Direct coupling of an electrolyser to a solar PV system for generating hydrogen

Hydrogen as an energy currency, carrier and storage medium may be a key component of the solution to problems of global warming, poor air quality and dwindling reserves of liquid hydrocarbon fuels. Hydrogen is a flexible storage medium and can be generated by the electrolysis of water. It is particularly advantageous if an electrolyser may be simply and efficiently coupled to a source of renewable electrical energy. This paper examines direct coupling of a polymer electrolyte membrane (PEM) electrolyser to a matched solar photovoltaic (PV) source for hydrogen generation and storage. Such direct coupling with minimum interfacing electronics would lead to substantial cost reduction and thereby enhance the economic viability of solar-hydrogen systems. The electrolyser is designed for fail-safe operation with multiple levels of safety and operational redundancy. A control system in the electrolyser unit provides for disconnection when required and for auto-start in the morning and auto shut-down at night, simultaneously addressing the goals of minimum energy loss and maximum safety.
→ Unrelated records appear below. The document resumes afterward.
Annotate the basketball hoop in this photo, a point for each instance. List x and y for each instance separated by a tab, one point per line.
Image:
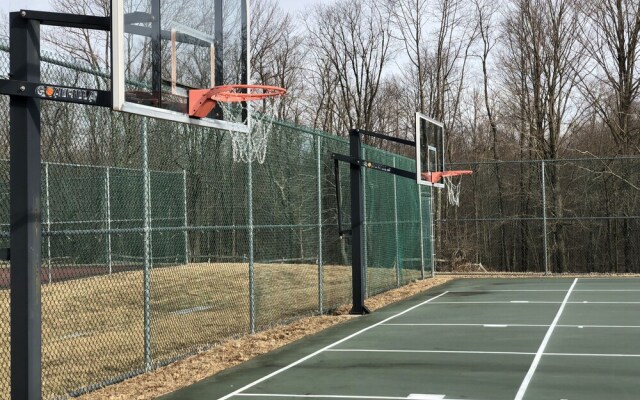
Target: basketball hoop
234	100
452	182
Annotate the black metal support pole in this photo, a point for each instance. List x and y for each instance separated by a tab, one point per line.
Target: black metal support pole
218	21
156	52
357	225
25	189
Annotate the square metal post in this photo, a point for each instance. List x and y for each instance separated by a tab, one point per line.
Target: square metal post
25	214
357	225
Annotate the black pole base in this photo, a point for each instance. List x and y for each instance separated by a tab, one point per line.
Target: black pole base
362	310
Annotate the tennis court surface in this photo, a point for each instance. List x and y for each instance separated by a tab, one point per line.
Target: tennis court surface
553	338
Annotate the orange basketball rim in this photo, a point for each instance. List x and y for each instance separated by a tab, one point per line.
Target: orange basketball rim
203	101
435	177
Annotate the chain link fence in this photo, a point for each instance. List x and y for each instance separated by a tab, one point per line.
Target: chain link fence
556	216
156	245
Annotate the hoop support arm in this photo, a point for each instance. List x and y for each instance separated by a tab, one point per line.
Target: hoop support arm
435	177
200	102
376	166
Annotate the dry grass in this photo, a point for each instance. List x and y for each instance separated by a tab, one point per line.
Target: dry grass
93	328
232	352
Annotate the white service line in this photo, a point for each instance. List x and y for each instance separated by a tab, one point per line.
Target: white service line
498	302
334	396
496	353
508	353
303	359
490	325
543	345
525	325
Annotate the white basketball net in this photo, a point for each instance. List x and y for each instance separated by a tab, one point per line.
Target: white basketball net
453	189
251	146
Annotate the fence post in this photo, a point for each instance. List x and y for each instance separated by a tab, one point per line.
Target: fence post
320	261
395	222
421	216
544	218
147	246
186	221
432	239
365	253
252	302
47	206
107	191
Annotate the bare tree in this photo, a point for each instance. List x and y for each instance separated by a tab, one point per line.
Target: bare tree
410	19
611	39
277	54
354	38
542	58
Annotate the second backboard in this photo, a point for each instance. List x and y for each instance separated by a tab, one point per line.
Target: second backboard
164	48
429	149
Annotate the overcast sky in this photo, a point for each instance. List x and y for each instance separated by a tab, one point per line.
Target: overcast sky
44	4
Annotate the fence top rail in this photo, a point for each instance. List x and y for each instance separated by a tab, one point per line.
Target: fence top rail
557	160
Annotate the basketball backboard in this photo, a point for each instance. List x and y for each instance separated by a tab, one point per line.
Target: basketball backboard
164	48
429	149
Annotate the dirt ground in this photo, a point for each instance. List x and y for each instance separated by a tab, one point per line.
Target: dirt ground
230	353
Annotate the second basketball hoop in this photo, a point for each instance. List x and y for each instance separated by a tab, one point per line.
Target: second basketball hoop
234	101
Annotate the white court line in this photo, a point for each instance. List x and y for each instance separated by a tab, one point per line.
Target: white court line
497	353
507	325
523	325
542	290
535	302
334	396
543	345
593	355
497	302
509	353
303	359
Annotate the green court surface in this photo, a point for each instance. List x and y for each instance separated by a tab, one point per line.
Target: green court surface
534	339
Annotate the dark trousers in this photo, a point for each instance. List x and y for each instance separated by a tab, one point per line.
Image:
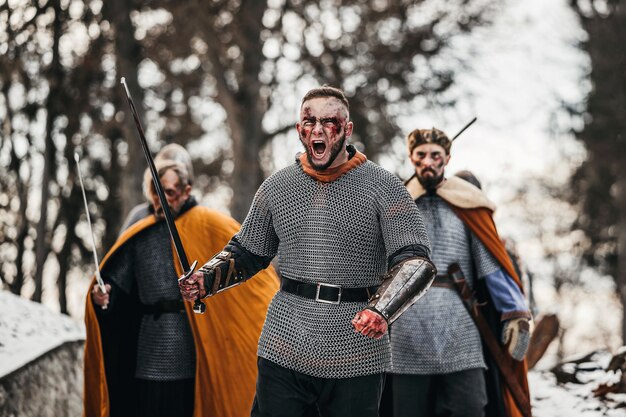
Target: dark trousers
459	394
165	398
281	392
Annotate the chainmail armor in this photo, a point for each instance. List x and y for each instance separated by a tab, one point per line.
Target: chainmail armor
339	233
165	346
437	335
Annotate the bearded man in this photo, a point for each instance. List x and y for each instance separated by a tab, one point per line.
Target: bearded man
337	223
438	362
147	354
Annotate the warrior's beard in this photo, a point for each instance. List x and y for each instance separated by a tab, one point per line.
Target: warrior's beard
431	182
334	151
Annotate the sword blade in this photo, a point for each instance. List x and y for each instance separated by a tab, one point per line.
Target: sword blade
169	219
93	239
463	130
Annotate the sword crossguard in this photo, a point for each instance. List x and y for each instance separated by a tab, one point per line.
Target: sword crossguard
198	306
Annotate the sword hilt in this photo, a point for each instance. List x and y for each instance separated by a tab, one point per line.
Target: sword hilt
198	306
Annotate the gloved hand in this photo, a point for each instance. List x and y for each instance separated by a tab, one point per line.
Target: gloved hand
516	337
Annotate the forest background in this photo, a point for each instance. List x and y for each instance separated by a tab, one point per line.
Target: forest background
547	81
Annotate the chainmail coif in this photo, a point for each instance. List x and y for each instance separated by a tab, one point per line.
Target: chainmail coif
339	233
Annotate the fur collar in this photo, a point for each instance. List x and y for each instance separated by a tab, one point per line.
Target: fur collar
455	191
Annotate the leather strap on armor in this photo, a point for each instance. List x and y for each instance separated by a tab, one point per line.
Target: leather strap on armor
403	285
327	293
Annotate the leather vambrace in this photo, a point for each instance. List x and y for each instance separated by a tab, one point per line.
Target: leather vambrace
403	285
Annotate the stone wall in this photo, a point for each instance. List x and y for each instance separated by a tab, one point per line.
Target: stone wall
49	386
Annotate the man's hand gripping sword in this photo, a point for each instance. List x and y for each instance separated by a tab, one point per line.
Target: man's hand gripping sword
198	306
99	280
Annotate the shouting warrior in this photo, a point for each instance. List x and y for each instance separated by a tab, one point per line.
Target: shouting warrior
338	223
438	362
147	354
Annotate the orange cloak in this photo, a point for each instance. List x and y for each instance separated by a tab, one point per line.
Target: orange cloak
226	336
476	212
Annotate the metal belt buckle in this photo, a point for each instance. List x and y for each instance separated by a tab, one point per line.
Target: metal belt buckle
321	300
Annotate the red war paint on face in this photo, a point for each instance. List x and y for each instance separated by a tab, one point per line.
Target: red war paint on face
323	129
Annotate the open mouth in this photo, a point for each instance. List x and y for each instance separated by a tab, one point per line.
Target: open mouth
318	148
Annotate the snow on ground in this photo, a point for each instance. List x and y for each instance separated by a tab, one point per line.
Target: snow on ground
550	399
28	330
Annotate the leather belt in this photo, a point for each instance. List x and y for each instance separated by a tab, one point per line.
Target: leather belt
442	281
327	293
169	306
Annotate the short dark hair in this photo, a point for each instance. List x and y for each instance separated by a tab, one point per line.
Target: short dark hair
326	91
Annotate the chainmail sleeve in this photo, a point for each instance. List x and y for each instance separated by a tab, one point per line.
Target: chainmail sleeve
257	233
400	220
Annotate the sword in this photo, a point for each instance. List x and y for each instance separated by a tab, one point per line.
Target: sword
463	130
93	239
198	306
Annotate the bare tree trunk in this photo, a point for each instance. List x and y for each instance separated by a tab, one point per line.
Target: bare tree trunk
55	99
129	55
620	277
247	129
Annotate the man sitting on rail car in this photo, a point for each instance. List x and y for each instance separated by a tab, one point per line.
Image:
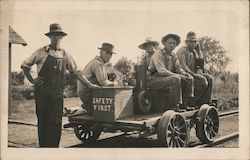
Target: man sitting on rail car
149	46
191	60
96	73
166	73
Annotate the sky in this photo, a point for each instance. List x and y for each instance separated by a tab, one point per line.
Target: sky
124	24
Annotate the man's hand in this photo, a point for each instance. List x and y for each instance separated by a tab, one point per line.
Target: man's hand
187	75
94	86
38	81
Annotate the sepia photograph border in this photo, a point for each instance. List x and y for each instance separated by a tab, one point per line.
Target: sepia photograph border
241	153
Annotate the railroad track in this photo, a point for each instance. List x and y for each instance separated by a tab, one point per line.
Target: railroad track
217	141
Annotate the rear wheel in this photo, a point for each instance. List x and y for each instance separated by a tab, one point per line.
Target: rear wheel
87	132
208	126
173	130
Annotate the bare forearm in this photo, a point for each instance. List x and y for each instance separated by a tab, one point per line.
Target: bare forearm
26	72
83	79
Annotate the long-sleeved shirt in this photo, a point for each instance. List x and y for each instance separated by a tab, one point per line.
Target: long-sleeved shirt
165	64
40	55
95	72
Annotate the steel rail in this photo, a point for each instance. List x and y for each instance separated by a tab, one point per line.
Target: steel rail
11	121
219	140
228	113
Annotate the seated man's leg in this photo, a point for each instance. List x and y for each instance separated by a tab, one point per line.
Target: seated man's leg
200	87
86	98
172	83
187	84
206	96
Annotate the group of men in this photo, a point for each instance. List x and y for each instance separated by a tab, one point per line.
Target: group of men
178	73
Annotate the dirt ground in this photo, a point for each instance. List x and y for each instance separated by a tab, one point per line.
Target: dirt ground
26	136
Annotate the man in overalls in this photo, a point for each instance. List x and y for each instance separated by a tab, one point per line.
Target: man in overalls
192	60
52	62
96	72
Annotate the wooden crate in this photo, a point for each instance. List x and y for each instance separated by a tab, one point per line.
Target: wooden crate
112	103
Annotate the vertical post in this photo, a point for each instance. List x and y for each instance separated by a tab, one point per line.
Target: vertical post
9	90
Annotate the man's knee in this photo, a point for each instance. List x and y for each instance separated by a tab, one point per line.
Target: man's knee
209	78
176	79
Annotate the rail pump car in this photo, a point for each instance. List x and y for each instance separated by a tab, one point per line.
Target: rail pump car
140	109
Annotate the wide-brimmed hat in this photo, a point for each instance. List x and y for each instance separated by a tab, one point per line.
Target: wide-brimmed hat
174	36
148	41
107	47
55	29
191	36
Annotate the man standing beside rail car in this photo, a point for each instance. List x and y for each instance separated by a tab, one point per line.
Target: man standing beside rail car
96	73
52	62
149	46
166	73
191	60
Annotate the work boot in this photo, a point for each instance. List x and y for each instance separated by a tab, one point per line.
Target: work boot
177	109
186	107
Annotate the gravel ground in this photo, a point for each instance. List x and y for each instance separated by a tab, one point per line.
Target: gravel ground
27	136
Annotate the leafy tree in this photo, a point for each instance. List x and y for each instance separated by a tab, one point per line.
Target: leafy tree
215	55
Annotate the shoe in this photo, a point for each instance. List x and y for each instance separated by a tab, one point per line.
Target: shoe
178	109
183	106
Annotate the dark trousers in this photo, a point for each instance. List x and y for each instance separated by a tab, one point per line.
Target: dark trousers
49	111
179	87
203	88
86	98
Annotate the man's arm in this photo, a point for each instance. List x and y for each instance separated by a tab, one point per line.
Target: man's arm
84	80
182	60
36	81
101	75
72	68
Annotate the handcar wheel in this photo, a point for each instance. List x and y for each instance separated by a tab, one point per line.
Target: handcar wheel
173	130
87	132
208	126
144	101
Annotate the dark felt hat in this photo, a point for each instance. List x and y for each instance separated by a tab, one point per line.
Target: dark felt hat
174	36
55	29
191	36
107	47
147	42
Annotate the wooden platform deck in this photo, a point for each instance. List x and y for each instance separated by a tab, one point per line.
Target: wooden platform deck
138	121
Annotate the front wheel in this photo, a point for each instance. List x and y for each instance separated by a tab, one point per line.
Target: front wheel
208	126
87	132
173	130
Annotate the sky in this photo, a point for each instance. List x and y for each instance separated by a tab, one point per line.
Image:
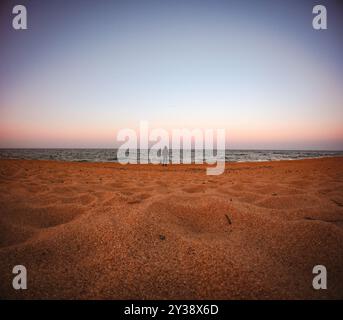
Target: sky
85	69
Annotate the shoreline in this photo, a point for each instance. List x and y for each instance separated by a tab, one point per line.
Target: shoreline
171	164
111	231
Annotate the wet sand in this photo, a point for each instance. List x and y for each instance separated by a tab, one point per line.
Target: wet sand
107	231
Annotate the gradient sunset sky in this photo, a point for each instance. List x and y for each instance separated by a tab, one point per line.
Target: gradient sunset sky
85	69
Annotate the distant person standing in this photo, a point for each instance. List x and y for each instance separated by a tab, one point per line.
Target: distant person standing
165	155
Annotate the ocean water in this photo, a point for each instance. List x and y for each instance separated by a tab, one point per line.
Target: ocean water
110	155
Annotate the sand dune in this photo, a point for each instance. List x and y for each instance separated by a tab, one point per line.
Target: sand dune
100	230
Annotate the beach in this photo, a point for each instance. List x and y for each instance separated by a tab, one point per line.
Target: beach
111	231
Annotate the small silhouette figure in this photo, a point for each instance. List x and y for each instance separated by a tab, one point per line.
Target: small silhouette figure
165	155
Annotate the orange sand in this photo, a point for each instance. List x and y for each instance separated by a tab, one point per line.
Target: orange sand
107	231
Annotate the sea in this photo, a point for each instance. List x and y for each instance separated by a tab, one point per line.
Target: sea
110	155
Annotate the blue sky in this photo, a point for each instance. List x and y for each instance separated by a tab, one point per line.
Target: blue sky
85	69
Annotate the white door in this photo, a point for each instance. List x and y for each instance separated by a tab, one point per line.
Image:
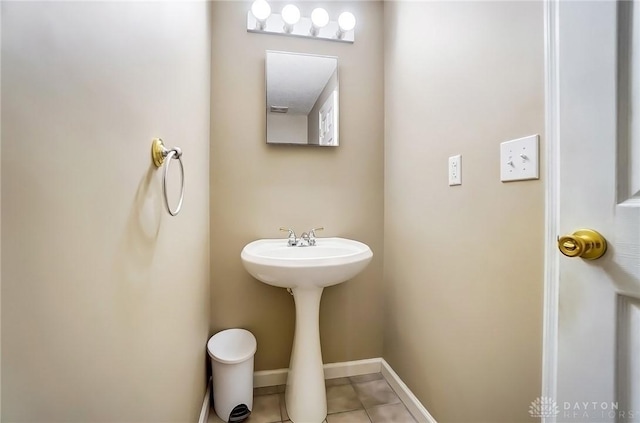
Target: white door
598	139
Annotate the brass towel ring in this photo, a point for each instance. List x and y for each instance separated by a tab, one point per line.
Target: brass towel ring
158	154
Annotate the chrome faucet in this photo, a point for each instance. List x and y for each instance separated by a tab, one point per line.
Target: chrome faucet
307	239
312	235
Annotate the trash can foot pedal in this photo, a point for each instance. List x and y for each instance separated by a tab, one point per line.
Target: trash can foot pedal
239	413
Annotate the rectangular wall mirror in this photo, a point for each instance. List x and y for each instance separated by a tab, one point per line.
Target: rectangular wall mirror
302	99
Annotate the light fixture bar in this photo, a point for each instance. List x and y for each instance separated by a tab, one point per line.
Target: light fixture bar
275	25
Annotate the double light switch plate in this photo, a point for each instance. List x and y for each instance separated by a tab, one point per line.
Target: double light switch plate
519	159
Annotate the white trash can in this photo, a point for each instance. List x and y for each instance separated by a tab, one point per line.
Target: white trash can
231	353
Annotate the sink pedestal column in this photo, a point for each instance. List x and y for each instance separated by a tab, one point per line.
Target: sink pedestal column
306	397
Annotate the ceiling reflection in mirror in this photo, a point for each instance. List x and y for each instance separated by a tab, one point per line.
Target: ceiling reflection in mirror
302	99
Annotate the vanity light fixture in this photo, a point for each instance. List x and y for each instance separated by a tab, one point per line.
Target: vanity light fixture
289	22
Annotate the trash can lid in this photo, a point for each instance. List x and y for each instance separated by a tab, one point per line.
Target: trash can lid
232	346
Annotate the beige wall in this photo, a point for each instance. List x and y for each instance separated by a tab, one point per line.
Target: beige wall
105	297
463	265
256	188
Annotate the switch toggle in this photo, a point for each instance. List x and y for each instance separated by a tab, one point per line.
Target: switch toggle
455	169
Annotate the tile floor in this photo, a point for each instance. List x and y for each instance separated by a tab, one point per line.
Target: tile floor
357	399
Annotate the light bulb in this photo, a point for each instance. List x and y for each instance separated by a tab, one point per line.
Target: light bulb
261	10
319	17
290	14
346	21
The PV system is a 2.4 kW array (20.4 m2 total area) comprising 30, 12 V, 80 W, Solarex polycrystalline modules in a series–parallel configuration. The integrated system has been operated for approximately 60 days over a 4-month period from September 2007 to January 2008 with many periods of unattended operation for multiple days, experiencing weather ranging from hot and sunny (above 40 °C) to cool and cloudy. The principle and practicality of direct coupling of a suitably matched PV array and PEM electrolyser have been successfully demonstrated. Details of electrolyser operation coupled to a PV array along with modelling work to match current–voltage characteristics of the electrolyser and PV system are described.